MA46Remark Code (RARC)ActiveInformational Alert
MA46 Remark Code - No Additional Payment Issued
The MA46 remark code indicates that the new information submitted was reviewed, but it will not result in any additional payment. This alert serves to inform the provider that their submission was acknowledged, yet the payer has determined that no further payments will be made based on that information.
What This Alert Tells You
As an informational alert, MA46 does not accompany any specific adjustment or denial reason code. It simply communicates the payer's decision regarding additional payment, indicating that no changes will occur despite the new information provided.
Common Scenarios
1A provider submitted additional documentation for a previously processed claim, hoping to receive more reimbursement. Upon review, the payer issued a remittance advice that included the MA46 remark code.
→ The MA46 remark indicates that while the payer looked into the new documentation, they have decided not to issue any further payment for that claim.

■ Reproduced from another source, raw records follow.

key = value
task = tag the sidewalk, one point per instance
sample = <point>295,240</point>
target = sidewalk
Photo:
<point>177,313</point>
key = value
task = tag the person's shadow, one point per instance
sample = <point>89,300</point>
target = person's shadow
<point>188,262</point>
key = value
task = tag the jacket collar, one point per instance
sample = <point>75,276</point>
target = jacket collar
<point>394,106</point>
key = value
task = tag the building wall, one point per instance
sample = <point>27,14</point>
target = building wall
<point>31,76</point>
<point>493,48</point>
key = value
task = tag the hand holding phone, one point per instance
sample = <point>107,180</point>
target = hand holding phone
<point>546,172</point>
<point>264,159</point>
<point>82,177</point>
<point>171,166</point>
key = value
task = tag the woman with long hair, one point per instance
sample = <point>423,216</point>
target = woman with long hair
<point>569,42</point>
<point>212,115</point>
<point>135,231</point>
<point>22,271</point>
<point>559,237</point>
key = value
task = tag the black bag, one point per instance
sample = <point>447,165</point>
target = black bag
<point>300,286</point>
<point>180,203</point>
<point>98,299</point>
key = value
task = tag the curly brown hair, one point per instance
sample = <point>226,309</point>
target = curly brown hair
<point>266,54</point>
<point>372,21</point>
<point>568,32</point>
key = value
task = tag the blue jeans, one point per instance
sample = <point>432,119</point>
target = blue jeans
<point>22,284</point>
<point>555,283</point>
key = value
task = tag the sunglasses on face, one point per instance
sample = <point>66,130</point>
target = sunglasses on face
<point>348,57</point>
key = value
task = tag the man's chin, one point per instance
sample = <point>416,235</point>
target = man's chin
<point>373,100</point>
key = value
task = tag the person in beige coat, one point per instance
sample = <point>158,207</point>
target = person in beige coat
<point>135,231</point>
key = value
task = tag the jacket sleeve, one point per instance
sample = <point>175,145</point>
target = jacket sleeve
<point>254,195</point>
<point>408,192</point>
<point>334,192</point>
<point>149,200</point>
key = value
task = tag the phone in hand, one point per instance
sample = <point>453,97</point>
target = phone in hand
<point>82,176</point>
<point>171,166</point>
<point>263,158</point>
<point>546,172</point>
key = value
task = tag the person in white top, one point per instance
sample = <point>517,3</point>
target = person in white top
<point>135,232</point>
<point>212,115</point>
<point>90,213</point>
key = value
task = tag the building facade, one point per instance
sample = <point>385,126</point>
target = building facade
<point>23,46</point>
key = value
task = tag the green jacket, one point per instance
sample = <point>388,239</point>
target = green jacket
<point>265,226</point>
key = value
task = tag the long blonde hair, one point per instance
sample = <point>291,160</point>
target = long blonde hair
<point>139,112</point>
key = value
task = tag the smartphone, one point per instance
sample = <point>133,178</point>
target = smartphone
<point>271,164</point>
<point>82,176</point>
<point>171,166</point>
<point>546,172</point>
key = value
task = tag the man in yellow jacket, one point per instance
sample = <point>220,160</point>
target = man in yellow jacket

2An appeal was filed with new evidence supporting a higher reimbursement for a service, but the remittance advice returned included the MA46 remark code.
→ This means that the appeal was considered, but the payer concluded that it did not warrant any additional payment, as reflected by the MA46 alert.
3A facility submitted a claim with an adjustment request and later sent supporting documentation. The remittance advice received back included the MA46 remark code.
→ The MA46 alert informs the facility that the supporting documentation was taken into account, but the payer will not be adjusting the payment amount.
What to Do
- Do not resubmit the claim or additional documentation based on this remark, as it indicates no further payment will be made.
- Review the initial claim and the new information to understand why the payer did not authorize additional payment.
What to Check
- The initial claim submission and any accompanying documentation to ensure all information was accurately provided.
- The remittance advice details for any other remarks or codes that may provide additional context regarding the payment decision.
- The payer's policies regarding the review process for additional information submitted, to clarify their decision-making criteria.